Die siebenköpfige Jury, Vertreter der Medien und Fachleute der PR und des Verbandes der Redenschreiber deutscher Sprache, hatten alle Mühe sich zu entscheiden, wem die höchste Punktezahl (eins bis sechs) zusteht. Die Profis der Redekunst halten sich an Bewertungskriterien, wie z. B. Ausdrucksfähigkeit, Wissen und Struktur, Körpersprache und soziale Kompetenz. Aber auch diese Anhaltspunkte machten die Entscheidung nicht leicht.
Aus jeder Gruppe gingen drei Gewinner hervor, die am Nachmittag zu Einzelkämpfern wurden. Aber vorher stand die mittägliche Stärkung auf dem Programm sowie die Freiberger Gruppe „Die Notendealer“. Ihr viel zu kurzer musikalischer Auftritt riss das Publikum zu Beifallsstürmen hin, bevor es wieder Ernst wurde.
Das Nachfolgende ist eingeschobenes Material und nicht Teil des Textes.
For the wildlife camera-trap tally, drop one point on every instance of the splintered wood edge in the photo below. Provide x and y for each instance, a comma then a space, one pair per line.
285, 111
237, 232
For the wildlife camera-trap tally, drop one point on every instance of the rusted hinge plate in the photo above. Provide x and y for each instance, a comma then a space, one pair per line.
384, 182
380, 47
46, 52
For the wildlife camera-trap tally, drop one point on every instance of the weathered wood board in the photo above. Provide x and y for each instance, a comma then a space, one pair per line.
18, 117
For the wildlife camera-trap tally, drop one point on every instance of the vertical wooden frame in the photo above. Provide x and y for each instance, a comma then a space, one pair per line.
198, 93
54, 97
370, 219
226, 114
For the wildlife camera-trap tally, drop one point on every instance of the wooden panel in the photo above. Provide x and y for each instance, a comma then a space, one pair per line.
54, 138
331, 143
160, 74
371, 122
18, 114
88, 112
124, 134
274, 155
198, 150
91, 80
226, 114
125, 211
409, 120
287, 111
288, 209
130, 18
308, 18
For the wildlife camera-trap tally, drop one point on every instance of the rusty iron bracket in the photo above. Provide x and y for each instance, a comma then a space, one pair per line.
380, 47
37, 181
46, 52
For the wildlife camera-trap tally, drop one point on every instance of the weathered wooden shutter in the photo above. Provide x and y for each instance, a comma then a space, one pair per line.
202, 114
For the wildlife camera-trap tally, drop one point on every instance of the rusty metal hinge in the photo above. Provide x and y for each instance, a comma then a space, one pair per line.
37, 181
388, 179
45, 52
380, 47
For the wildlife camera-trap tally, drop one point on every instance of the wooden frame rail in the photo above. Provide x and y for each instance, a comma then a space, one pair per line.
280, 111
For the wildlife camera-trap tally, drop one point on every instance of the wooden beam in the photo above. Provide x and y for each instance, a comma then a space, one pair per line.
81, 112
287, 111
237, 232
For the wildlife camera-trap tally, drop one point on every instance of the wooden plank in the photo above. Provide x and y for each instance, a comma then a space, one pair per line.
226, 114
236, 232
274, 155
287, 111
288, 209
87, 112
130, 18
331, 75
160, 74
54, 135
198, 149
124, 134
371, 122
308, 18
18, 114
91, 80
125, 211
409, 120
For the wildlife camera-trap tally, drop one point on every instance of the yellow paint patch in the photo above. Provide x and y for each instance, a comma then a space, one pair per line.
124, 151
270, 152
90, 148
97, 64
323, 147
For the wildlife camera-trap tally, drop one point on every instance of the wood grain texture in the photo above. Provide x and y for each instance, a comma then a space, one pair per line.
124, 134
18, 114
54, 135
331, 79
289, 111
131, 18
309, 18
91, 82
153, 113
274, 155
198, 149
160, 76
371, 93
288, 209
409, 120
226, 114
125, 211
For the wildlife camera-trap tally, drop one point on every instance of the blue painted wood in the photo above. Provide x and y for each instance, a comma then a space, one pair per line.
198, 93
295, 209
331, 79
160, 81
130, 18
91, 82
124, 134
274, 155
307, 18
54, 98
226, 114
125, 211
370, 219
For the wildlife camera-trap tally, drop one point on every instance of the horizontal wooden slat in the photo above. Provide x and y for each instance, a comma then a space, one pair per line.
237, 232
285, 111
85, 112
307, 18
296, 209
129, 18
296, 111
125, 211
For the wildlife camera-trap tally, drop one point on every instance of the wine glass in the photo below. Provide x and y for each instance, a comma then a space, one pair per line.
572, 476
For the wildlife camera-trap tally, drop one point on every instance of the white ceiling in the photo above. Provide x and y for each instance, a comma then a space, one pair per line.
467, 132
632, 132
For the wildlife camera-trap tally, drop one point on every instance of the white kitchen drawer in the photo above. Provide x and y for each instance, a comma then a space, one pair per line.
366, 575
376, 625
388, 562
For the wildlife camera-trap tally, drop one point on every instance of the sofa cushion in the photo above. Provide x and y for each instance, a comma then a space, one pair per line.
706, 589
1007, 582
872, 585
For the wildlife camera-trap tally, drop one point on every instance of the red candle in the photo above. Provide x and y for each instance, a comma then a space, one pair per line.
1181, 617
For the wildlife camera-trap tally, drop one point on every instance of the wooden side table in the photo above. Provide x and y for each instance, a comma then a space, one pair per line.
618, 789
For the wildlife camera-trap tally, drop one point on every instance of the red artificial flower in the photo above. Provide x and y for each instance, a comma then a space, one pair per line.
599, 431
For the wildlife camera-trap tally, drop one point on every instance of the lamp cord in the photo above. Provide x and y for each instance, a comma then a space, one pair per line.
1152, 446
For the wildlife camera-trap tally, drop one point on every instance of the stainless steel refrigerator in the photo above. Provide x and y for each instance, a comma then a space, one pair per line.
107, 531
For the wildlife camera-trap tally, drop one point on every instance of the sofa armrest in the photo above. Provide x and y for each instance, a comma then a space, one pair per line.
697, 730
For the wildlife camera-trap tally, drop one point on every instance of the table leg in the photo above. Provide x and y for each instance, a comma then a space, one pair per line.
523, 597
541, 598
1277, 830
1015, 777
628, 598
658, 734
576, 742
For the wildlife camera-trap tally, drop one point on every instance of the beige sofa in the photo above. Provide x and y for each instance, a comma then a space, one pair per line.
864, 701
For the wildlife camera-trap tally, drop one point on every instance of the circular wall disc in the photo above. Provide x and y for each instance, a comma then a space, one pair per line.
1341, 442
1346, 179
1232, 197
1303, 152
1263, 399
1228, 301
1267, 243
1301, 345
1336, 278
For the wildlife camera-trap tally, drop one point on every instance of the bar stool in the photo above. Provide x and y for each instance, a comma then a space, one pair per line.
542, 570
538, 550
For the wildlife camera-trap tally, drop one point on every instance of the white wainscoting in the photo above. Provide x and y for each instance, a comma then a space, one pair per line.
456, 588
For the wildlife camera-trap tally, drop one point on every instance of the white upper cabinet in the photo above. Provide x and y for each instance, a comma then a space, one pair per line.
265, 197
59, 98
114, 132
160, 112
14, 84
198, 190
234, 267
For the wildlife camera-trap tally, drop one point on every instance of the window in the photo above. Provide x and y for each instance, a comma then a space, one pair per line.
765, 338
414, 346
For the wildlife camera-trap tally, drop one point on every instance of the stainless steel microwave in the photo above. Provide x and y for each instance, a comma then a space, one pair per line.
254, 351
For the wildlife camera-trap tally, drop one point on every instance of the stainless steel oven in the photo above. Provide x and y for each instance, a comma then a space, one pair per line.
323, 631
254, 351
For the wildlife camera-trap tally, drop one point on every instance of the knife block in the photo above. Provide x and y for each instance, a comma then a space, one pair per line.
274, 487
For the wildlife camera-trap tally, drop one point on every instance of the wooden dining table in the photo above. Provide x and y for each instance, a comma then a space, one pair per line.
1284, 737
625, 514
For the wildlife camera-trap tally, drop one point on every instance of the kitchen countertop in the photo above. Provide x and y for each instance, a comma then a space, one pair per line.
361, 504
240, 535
Wir konnten uns auf 19 Einzelvorträge freuen. Wiederum wurden jedem Aspiranten fünf Minuten Vorbereitungszeit zugestanden, um den Zuhörern Themen wie „Alles auf Abruf – stirbt das alte Fernsehen?“ oder „Gentechnik und Co. – wie weit darf Medizin gehen?“ in drei Minuten darzulegen. Ob das auf eine originelle, eine informell-sachliche Art geschah oder persönliche Erfahrungen wiedergegeben wurden, blieb natürlich ganz dem Vortragenden überlassen. Das Publikum belohnte jeden Redner mit großem Beifall, auch wenn es nicht ganz optimal gelaufen war, denn das Auditorium bewunderte in jedem Fall den Mut derer, die sich so exponieren.
Nach einer guten Stunde waren alle Kurzreden gehalten und die Jugendlichen konnten entspannt bei Kaffee und Kuchen über ihre Empfindungen am Rednerpult berichten. Währenddessen zogen sich die Juroren zur Beratung ins stille Kämmerlein zurück, um in einer hitzigen Debatte die drei Ersten festzulegen. Dass sie es sich nicht leicht machten, zeigte schon die Länge der Zeit, bis endlich „weißer Rauch“ aufstieg.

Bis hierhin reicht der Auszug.